Schlam Stone & Dolan LLP, New York (Jeffrey M. Eilender of counsel), for appellant.
Anderson & Ochs, LLP, New York (Mitchell H. Ochs of counsel), for respondent.
Opinion
Order, Supreme Court, New York County (Eileen Bransten, J.), entered July 17, 2013, which, insofar as appealed from as limited by the briefs, granted defendant's motion to dismiss the first through third causes of action, unanimously affirmed, without costs.

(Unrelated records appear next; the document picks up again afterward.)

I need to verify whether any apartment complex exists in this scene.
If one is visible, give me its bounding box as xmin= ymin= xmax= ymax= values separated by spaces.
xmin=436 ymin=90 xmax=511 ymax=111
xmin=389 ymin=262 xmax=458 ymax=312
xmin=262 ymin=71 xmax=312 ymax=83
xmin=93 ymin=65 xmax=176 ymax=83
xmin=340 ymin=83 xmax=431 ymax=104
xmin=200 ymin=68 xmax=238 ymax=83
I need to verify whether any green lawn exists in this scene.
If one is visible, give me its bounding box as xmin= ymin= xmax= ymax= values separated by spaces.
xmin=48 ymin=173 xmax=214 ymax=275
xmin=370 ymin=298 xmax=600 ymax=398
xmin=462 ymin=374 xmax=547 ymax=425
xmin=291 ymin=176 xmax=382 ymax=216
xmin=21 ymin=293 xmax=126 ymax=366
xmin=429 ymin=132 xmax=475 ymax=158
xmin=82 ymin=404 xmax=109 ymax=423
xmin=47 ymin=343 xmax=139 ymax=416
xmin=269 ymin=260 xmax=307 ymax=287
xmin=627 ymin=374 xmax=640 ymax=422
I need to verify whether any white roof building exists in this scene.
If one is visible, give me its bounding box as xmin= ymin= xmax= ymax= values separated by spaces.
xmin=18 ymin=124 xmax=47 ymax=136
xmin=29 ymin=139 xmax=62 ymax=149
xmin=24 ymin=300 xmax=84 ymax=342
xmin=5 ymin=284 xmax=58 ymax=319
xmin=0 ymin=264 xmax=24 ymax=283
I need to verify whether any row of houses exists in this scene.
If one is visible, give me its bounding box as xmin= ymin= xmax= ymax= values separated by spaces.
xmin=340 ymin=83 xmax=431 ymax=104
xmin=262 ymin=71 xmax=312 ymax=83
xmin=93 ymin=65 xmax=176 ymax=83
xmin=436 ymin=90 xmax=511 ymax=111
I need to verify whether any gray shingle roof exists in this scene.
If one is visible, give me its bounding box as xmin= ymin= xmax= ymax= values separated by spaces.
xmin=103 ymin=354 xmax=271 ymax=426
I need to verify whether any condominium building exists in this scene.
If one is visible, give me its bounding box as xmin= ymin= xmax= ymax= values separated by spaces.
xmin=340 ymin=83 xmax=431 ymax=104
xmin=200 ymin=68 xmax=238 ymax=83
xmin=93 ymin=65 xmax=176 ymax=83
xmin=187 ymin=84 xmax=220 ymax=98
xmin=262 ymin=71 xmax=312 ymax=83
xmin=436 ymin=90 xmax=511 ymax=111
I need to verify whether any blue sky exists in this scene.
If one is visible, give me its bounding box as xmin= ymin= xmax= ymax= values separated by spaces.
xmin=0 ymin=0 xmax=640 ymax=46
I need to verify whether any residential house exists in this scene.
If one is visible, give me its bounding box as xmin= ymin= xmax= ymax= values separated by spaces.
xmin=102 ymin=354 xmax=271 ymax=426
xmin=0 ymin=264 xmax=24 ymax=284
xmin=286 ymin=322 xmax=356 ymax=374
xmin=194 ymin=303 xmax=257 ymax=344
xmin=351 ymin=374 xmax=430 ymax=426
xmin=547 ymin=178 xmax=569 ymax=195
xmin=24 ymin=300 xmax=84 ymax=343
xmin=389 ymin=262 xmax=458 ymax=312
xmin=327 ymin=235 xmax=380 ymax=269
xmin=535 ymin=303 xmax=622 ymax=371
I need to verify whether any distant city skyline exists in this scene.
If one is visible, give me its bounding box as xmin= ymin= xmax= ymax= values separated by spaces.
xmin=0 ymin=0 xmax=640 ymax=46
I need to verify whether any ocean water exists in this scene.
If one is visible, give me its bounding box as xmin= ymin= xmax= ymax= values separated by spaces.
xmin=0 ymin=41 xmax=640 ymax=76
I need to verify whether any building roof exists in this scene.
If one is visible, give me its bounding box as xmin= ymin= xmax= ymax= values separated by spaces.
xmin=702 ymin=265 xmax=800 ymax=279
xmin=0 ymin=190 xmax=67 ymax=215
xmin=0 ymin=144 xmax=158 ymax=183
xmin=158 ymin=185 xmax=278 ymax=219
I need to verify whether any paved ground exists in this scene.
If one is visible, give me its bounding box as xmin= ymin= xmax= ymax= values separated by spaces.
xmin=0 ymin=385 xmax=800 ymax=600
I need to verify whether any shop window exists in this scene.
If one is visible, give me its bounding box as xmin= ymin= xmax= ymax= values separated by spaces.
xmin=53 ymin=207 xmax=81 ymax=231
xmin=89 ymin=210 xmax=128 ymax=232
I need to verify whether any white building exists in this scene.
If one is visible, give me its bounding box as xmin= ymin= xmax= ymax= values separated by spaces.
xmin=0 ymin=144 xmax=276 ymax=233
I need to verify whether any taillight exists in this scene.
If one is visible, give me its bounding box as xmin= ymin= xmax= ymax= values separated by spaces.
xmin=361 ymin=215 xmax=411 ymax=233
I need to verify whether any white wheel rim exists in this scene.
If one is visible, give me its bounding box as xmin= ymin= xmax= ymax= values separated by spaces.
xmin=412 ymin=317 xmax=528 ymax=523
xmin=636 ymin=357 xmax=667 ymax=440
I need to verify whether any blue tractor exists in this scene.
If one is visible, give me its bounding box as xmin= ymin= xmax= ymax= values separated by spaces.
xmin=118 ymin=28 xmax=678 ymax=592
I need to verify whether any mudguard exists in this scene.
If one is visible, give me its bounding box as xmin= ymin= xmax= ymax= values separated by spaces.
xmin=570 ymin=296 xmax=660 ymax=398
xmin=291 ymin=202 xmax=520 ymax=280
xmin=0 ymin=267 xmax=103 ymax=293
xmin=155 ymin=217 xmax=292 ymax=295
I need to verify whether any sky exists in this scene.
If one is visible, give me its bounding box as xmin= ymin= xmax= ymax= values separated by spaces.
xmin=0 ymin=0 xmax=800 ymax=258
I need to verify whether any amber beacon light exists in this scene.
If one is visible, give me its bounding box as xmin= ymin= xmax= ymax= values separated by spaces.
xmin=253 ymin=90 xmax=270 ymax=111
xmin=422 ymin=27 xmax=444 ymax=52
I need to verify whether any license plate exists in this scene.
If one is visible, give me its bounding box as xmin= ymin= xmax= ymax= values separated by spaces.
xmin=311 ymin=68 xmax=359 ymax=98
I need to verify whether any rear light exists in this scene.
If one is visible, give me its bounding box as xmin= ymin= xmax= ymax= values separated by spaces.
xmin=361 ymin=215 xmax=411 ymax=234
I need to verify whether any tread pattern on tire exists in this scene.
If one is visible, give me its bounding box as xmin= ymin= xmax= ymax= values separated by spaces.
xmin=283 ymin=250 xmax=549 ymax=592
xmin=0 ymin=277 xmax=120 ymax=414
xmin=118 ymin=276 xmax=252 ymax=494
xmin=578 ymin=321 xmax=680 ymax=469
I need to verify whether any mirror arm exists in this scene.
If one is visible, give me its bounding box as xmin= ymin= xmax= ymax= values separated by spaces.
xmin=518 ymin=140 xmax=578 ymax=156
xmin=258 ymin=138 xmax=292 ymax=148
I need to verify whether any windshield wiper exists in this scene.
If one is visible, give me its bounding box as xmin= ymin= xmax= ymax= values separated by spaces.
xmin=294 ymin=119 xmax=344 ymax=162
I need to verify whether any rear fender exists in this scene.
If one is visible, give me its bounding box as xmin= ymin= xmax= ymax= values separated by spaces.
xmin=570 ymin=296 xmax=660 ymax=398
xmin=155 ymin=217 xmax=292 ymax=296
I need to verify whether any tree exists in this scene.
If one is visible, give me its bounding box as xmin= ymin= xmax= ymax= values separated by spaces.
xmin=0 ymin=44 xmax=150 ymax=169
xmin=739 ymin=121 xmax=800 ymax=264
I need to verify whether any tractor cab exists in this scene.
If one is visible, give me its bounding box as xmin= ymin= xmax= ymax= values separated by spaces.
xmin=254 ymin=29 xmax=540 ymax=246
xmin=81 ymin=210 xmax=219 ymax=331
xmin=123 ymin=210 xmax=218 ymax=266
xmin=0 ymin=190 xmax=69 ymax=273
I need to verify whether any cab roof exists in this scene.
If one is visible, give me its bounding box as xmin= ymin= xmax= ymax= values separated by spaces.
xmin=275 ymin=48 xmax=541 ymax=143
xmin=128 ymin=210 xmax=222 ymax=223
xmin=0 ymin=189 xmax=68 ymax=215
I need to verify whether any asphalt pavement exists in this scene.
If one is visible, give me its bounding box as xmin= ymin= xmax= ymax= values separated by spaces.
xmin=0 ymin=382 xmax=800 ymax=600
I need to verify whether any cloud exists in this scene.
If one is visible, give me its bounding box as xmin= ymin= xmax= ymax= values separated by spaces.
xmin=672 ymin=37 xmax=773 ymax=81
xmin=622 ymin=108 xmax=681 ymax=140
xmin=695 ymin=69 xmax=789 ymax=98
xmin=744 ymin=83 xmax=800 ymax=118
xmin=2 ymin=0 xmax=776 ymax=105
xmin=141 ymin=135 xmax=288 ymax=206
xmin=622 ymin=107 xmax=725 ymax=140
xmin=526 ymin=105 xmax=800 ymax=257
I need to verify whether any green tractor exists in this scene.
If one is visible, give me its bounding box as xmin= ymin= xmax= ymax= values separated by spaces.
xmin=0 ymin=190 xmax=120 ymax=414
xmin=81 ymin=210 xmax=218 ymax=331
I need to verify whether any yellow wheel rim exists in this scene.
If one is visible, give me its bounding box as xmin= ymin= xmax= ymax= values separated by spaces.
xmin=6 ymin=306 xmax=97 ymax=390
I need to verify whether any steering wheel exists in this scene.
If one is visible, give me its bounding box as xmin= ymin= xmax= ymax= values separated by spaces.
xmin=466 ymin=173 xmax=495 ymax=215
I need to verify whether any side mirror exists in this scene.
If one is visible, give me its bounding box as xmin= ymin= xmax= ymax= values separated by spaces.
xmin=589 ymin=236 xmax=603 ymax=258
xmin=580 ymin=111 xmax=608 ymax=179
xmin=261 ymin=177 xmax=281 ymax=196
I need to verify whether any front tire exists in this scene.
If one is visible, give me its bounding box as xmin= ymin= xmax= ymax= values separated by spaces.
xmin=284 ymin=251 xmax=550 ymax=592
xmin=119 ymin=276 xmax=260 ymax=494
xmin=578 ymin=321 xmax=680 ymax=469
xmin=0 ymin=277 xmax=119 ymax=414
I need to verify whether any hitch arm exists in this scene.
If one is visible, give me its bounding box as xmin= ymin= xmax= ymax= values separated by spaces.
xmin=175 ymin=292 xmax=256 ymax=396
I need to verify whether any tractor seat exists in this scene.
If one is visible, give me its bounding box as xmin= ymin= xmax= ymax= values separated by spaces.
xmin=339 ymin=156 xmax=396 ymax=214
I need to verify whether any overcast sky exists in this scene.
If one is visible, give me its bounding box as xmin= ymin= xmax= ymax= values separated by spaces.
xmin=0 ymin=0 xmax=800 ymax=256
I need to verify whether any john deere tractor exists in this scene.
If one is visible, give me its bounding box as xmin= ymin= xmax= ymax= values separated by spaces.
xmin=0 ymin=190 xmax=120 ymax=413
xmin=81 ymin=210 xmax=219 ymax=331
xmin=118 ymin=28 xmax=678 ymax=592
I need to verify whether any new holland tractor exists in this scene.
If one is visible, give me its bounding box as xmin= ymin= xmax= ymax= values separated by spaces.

Appeal from order, same court and Justice, entered January 7, 2014, which denied plaintiff's motion for reargument, unanimously dismissed, without costs, as taken from a nonappealable paper.
Since the parties' mother's will contains no language indicating that noncompliance with the terms of paragraph 7 will result in forfeiture of a bequest thereunder, the first cause of action, which seeks forfeiture of all bequests defendant received under paragraph 7, fails to state a cause of action (Allen v. Trustees of Great Neck Free Church, 240 A.D. 206, 269 N.Y.S. 341 [2d Dept 1934], affd. 265 N.Y. 570, 193 N.E. 324 [1934] ).
The second cause of action, which arises from defendant's attempt to sell her interests in two Bronx properties in breach of the terms of the will, and the third cause of action pertaining to all the partnership interests, are barred by the doctrine of res judicata.
The Decision and Order of this Court entered herein on December 4, 2014 is hereby recalled and vacated (see M–31 decided simultaneously herewith).
TOM, J.P., SWEENY, DeGRASSE, FEINMAN, GISCHE, JJ., concur.